# Hello LTR!

In [2]:
import sys
sys.path.append("../../")
import ltr
import ltr.client as client
import ltr.index as index
import ltr.helpers.movies as helpers

### Use the Elastic client

Two LTR clients exist in this code, an ElasticClient and a SolrClient. The workflow for doing Learning to Rank is the same in both search engines

In [3]:
client = client.ElasticClient()
client.elastic_ep
client.es

<Elasticsearch([{'host': 'search-es2.stage.datahou.se', 'port': 443, 'use_ssl': True}])>

## Step1. Create FeatureSet

실험 버전에 따라서 FeatureSet을 `{myindex}/_ltr/_featureset` 경로에 저장한다.

네이밍 규칙은 `{service:card|commerce|...}.{phase:test|dev|stage|prod}.{version:v1|v2}`로 하고
버전별로 비교할 수 있는 헬퍼 코드도 마련해놓자.

In [4]:
# wipes out any existing LTR models/feature sets in the tmdb index
# client.reset_ltr(index='card_search')

Removed Default LTR feature store [Status: 200]
Initialize Default LTR feature store [Status: 200]

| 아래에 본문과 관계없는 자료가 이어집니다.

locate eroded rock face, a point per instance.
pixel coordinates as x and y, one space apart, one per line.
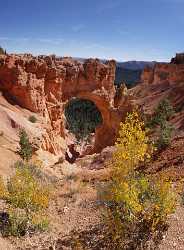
45 84
164 73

When adding features, we recommend sanity checking that the features work as expected. Adding a “validation” block to your feature creation let’s Elasticsearch LTR run the query before adding it.

In [26]:
# A feature set as a tuple, which looks a lot like JSON
feature_set = {
    "validation": {
        "params": {
            "query": "러그"
        },
        "index": "card_search"
    },
    "featureset": {
        "features": [
            {
                "name": "description",
                "params": [
                    "query"
                ],
                "template_language": "mustache",
                "template": {
                    "match": {
                        "description": "{{ query }}"
                    }
                },
            }
        ]
    }
}

featureset_name = "test.card.v1"

In [27]:
# pushes the feature set to the tmdb index's LTR store (a hidden index)
# overwrite 가능하다.
client.create_featureset(index='card_search', name=featureset_name, ftr_config=feature_set)

Create test.card.v1 feature set [Status: 200]


## Step2. Get Judgment Data



### 1. RelevanceScore, search_keyword, docid 로 이뤄진 데이터셋(Train/Dev/Test)을 가져온다.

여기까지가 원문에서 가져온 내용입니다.